“The Lakeman now patrolled the barricade, all the while keeping his eye on the Captain, and jerking out such sentences as these:—’It’s not our fault; we didn’t want it; I told him to take his hammer away; it was boy’s business; he might have known me before this; I told him not to prick the buffalo;
I believe I have broken a finger here against his cursed jaw; ain’t those mincing knives down in the forecastle there, men? look to those handspikes, my hearties. Captain, by God, look to yourself; say the word; don’t be a fool; forget it all; we are ready to turn to; treat us decently, and we’re your men; but we won’t be flogged.’
Turn to! I make no promises, turn to, I say!
Look ye, now,’ cried the Lakeman, flinging out his arm towards him, ‘there are a few of us here (and I am one of them) who have shipped for the cruise, d’ye see; now as you well know, sir, we can claim our discharge as soon as the anchor is down; so we don’t want a row; it’s not our interest; we want to be peaceable; we are ready to work, but we won’t be flogged. Turn to!’ roared the Captain.
“Steelkilt glanced round him a moment, and then said:—’I tell you what it is now, Captain, rather than kill ye, and be hung for such a shabby rascal, we won’t lift a hand against ye unless ye attack us; but till you say the word about not flogging us, we don’t do a hand’s turn.’

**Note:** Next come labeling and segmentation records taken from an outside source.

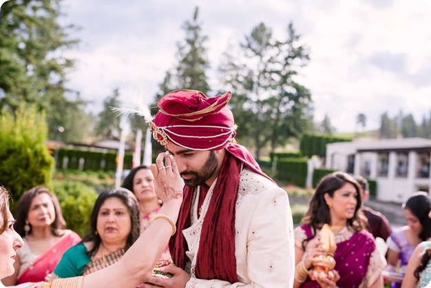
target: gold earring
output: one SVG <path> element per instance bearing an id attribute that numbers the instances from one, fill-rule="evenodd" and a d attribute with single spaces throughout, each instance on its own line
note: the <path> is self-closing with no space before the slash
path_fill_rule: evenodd
<path id="1" fill-rule="evenodd" d="M 25 220 L 25 225 L 24 225 L 24 233 L 25 234 L 25 236 L 27 237 L 28 236 L 28 232 L 30 232 L 30 223 L 28 222 L 28 220 Z"/>

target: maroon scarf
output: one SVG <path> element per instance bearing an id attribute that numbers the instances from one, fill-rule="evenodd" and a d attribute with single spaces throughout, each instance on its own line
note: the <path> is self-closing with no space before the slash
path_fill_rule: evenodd
<path id="1" fill-rule="evenodd" d="M 220 279 L 231 283 L 237 282 L 235 205 L 240 169 L 241 163 L 227 153 L 202 223 L 195 273 L 200 279 Z M 190 211 L 193 191 L 194 188 L 187 186 L 184 188 L 184 199 L 177 223 L 178 232 L 169 242 L 174 263 L 182 269 L 185 268 L 185 251 L 189 248 L 182 232 L 191 225 Z"/>
<path id="2" fill-rule="evenodd" d="M 237 282 L 235 258 L 235 213 L 240 185 L 241 163 L 272 181 L 262 172 L 250 152 L 238 144 L 229 144 L 213 196 L 202 223 L 196 256 L 196 275 L 200 279 L 220 279 Z M 169 248 L 174 263 L 185 268 L 189 250 L 182 230 L 191 225 L 190 211 L 194 189 L 184 188 L 184 198 L 177 221 L 177 233 L 171 238 Z M 200 265 L 200 263 L 202 263 Z"/>
<path id="3" fill-rule="evenodd" d="M 311 237 L 313 232 L 308 225 L 302 225 L 307 237 Z M 366 231 L 360 231 L 354 234 L 346 241 L 337 243 L 337 249 L 334 254 L 335 270 L 340 278 L 337 281 L 337 286 L 340 287 L 358 287 L 366 274 L 371 254 L 375 249 L 374 238 Z M 307 278 L 301 288 L 319 287 L 316 281 Z"/>

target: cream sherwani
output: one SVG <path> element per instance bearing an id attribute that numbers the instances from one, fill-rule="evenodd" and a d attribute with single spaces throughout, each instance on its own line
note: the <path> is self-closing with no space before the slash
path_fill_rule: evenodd
<path id="1" fill-rule="evenodd" d="M 210 187 L 198 218 L 198 190 L 191 211 L 191 226 L 185 230 L 189 251 L 186 288 L 291 288 L 295 276 L 292 214 L 288 198 L 276 184 L 249 168 L 242 170 L 235 218 L 235 256 L 238 281 L 202 280 L 194 274 L 200 232 L 216 181 Z M 202 264 L 200 264 L 202 265 Z"/>

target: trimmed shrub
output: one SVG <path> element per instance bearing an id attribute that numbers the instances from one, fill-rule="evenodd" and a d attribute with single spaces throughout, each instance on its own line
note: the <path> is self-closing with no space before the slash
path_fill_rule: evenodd
<path id="1" fill-rule="evenodd" d="M 301 138 L 299 150 L 302 155 L 308 158 L 313 155 L 324 156 L 326 154 L 326 144 L 335 142 L 350 142 L 351 141 L 352 139 L 349 138 L 305 134 Z"/>
<path id="2" fill-rule="evenodd" d="M 54 158 L 45 145 L 45 115 L 35 107 L 21 105 L 12 115 L 0 113 L 0 183 L 18 200 L 38 185 L 50 188 Z"/>
<path id="3" fill-rule="evenodd" d="M 326 168 L 315 169 L 313 172 L 313 187 L 315 187 L 317 186 L 317 183 L 320 181 L 320 179 L 335 171 L 337 170 Z"/>
<path id="4" fill-rule="evenodd" d="M 301 158 L 301 152 L 270 152 L 269 156 L 271 157 L 271 163 L 273 163 L 274 160 L 277 161 L 283 158 Z"/>
<path id="5" fill-rule="evenodd" d="M 83 236 L 90 232 L 90 218 L 98 197 L 96 190 L 71 180 L 54 180 L 53 185 L 67 228 Z"/>
<path id="6" fill-rule="evenodd" d="M 370 191 L 370 195 L 371 195 L 373 197 L 377 197 L 377 182 L 375 180 L 370 180 L 368 178 L 367 178 L 367 181 L 368 181 L 368 185 L 369 185 L 368 190 Z"/>
<path id="7" fill-rule="evenodd" d="M 305 187 L 307 177 L 306 158 L 285 158 L 277 163 L 277 178 L 299 187 Z"/>

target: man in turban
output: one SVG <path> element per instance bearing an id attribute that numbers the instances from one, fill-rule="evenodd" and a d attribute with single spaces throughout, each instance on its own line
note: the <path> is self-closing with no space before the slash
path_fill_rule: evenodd
<path id="1" fill-rule="evenodd" d="M 149 123 L 185 183 L 177 233 L 169 243 L 178 267 L 163 268 L 174 274 L 171 278 L 149 280 L 156 285 L 293 286 L 288 198 L 235 143 L 233 116 L 225 107 L 230 98 L 230 92 L 208 98 L 199 91 L 171 92 L 158 102 Z"/>

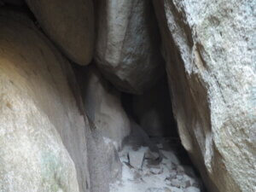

“‘Down into the forecastle then, down with ye, I’ll keep ye there till ye’re sick of it. Down ye go.’
“‘Shall we?’ cried the ringleader to his men. Most of them were against it; but at length, in obedience to Steelkilt, they preceded him down into their dark den, growlingly disappearing, like bears into a cave.
“As the Lakeman’s bare head was just level with the planks, the Captain and his posse leaped the barricade, and rapidly drawing over the slide of the scuttle, planted their group of hands upon it, and loudly called for the steward to bring the heavy brass padlock belonging to the companionway.
“Then opening the slide a little, the Captain whispered something down the crack, closed it, and turned the key upon them—ten in number—leaving on deck some twenty or more, who thus far had remained neutral.
“All night a wide-awake watch was kept by all the officers, forward and aft, especially about the forecastle scuttle and fore hatchway; at which last place it was feared the insurgents might emerge, after breaking through the bulkhead below. But the hours of darkness passed in peace; the men who still remained at their duty toiling hard at the pumps, whose clinking and clanking at intervals through the dreary night dismally resounded through the ship.